Oliver lives with determinationPublished 5:02pm Friday, February 17, 2012
By SANDRA THAMES / Community Columnist
In our city, the face of Linda Miller Oliver is familiar to many people. Years as a team mother and supporter of youth and high school sports, cheerleading, PTO and other activities all moms are expected to do, she now has been the secretary at Creekview Elementary since 2002.
Of course, she has been married to Alabaster Police Chief Stanley Oliver for 40 years, so she has lots of patience skills and trust in God.
Oliver transferred to Thompson High School in the 10th grade when her dad transferred with his job. The family built their home in Indian Springs. A studious, serious student, Oliver had to go into the yearbook sponsor’s classroom to ask an important question. “Some guy in the back of the room stood up and loudly asked my name. I was mortified,” she said.
That guy was school casanova Stanley Oliver.
“Martha Luker (the THS secretary) typed an invitation from Stanley asking me to the prom — our first official date. I truly believe God brought us together,” she said.
Married in 1972 after one year at Jacksonville State University, Oliver is mom to Farrah, Stan Jr., Jonathon and Michael. Six grandchildren: Skyler, Hunter, Walker, Hollyn, Kinsley and Harper make life so enjoyable for the “family oriented” mom.
Son-in-law Brian Baker and daughter-in-law Chera Hatcher complete their family. Little pleasures, such as a trip to the beach, reading, eating out, attending home church Westwood Baptist (since 1981) and games with grandchildren are just a few of the things that keep Oliver busy.
Oliver’s son, Jonathon, is in Afghanistan where he trains policemen. She prays for his safety and looks forward to seeing him in Germany this summer. Son, Stan, is with the Shelby County Sheriffs’ Department. This, plus Stanley being police chief, could be an awful stress, but Oliver clings to Jeremiah 29:11: “I know the plans I have for you; to prosper and not to do you harm; plans to give you hope and a future.”
Her faith in God carried Oliver through the worst day of her life, Feb. 29, 1989, when Stanley was shot. “I was home with a migraine headache. It’s awful, just awful, to open your door to uniformed police with bad news,” she said.
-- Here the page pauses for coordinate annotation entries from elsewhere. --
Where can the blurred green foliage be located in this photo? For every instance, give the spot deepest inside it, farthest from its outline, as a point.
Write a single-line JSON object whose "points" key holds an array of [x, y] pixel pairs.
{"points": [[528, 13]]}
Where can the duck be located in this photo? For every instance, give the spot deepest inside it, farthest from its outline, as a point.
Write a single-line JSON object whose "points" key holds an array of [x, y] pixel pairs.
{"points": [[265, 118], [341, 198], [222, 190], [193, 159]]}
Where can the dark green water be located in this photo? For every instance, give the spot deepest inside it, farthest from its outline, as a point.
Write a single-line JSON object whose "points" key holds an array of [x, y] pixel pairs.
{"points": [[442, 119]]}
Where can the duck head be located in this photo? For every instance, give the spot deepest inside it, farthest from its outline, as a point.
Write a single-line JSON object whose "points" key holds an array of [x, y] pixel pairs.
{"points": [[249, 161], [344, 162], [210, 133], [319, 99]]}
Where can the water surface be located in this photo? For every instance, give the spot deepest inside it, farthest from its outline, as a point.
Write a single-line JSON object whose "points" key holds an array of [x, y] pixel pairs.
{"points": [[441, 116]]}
“Definitely 1988 and 1989 were the worst two years of my life. Everything just seemed to pile up. I lost my mom, Stanley was shot and my son Stan, through no fault of his own, missed his fifth-grade trip to Washington.”
After these tough times, Oliver finally fulfilled a promise to her daddy and herself. She had worked full-time at Western Electric, and decided to get her college degree by going part-time to UAB and Faulkner. In 1992 Oliver got her business administration degree. That’s determination!